La consapevolezza di queste sensazioni è stata accompagnata da dei peggioramenti, come ho accennato a inizio post. Il mio controllo della rabbia ormai è quasi assente, ho avuto degli eccessi in cui mi sono fatta fisicamente male e mi scontro spesso con mia mamma, ormai onnipresente nella vita casalinga e non. Ciò che mi preoccupa maggiormente, però, è altro: già da piccola fantasticavo di farmi del male, non capivo perché fossi al mondo e desideravo capire cosa significhi morire; a 12 anni ho iniziato a farmi del male autoinflitto e a fantasticare con maggiore intensità su un ipotetico suicidio; alle superiori ho messo da parte questi pensieri, in qualche modo, ma ho iniziato a soffrire di crisi di panico; due anni fa mio papà si è ammalato e dopo pochi mesi è morto, lasciandomi un senso di vuoto e freddo che non riesco nemmeno a spiegare.
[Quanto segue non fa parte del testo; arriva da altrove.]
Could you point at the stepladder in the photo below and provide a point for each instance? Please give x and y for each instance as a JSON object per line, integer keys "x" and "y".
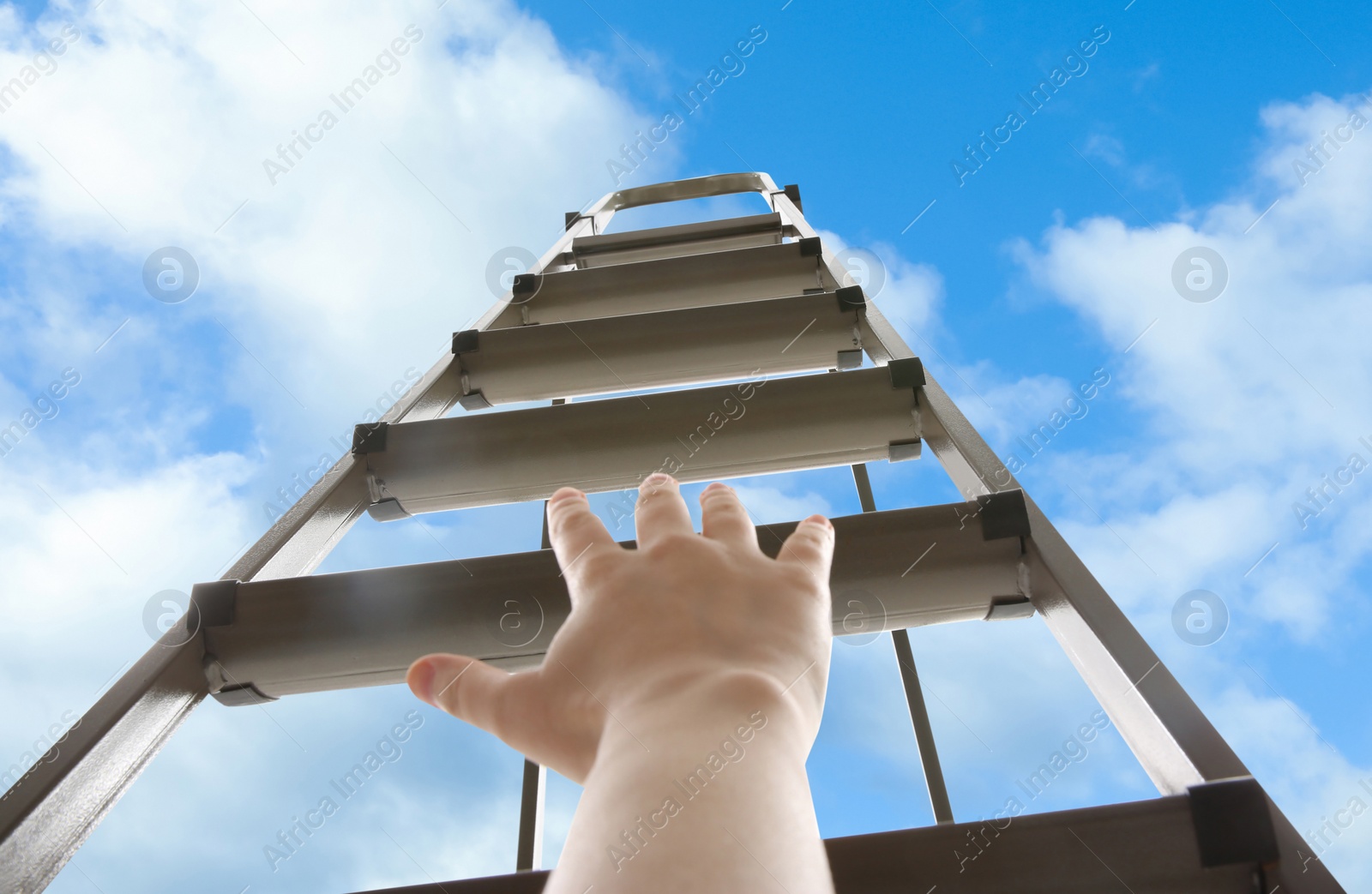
{"x": 720, "y": 321}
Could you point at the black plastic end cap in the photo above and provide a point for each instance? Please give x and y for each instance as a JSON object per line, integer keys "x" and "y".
{"x": 909, "y": 372}
{"x": 1234, "y": 823}
{"x": 475, "y": 400}
{"x": 242, "y": 695}
{"x": 903, "y": 450}
{"x": 851, "y": 297}
{"x": 526, "y": 283}
{"x": 1003, "y": 514}
{"x": 213, "y": 603}
{"x": 370, "y": 438}
{"x": 388, "y": 510}
{"x": 466, "y": 342}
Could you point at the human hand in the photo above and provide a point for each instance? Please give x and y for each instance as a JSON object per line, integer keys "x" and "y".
{"x": 686, "y": 623}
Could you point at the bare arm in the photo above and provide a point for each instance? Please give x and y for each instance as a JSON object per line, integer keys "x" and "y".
{"x": 683, "y": 692}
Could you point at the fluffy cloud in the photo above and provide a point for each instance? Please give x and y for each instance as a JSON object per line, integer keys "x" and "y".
{"x": 1245, "y": 402}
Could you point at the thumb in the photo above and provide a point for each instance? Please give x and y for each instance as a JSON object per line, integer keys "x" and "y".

Proprio questo ultimo evento ha costituito un turning point drammatico: non ho vissuto le mie emozioni, mia mamma stava male e volevo essere forte, ma se mostravo segni di cedimento i parenti mi rimproveravano perché "dovevo pensare a lei". Le fantasie sono tornate in quel momento, prima appena accennate, poi sempre più vivide, mentre sulle crisi di panico non penso serva dire quanto siano peggiorate, nonostante le fasi di relativa calma. Da circa un anno ho preso la patente e mi sono scoperta, contro ogni aspettativa, una brava autista. Come già detto ho trovato un lavoro e devo fare un tratto di strada abbastanza lungo con l'auto, passando anche per una via stretta a doppio senso in cui è facile, con qualche centimetro sbagliato, fare un frontale. Ebbene, diverse volte mi sono trovata a pochi passi dal farne uno, ma non solo non mi importa, bensì sono quasi sollevata da tale idea. A volte riconosco pure di accelerare e rischiare grosso, eppure non mi importa minimamente e quasi me la cerco. Prima ero terrorizzata dall'idea di fare un incidente di qualsiasi tipo, ora penso spesso a luoghi in cui il rischio di schiantarsi sarebbe più alto, ma non come lo si penserebbe in vista di una propria tutela, anzi. Le fantasticherie di cui parlavo prima, inclusa questa, sono sempre più dettagliate e vivide ormai, ma non so se prenderla come una normale reazione alle mie sensazioni o cone un segnale per cui coltivare una certa preoccupazione.
Ringrazio anticipatamente per l'attenzione che mi darete e mi scuso per questo papiro egizio un po' tropp sentimentale forse, ho cercato di ridurre il più possibile. Buona giornata!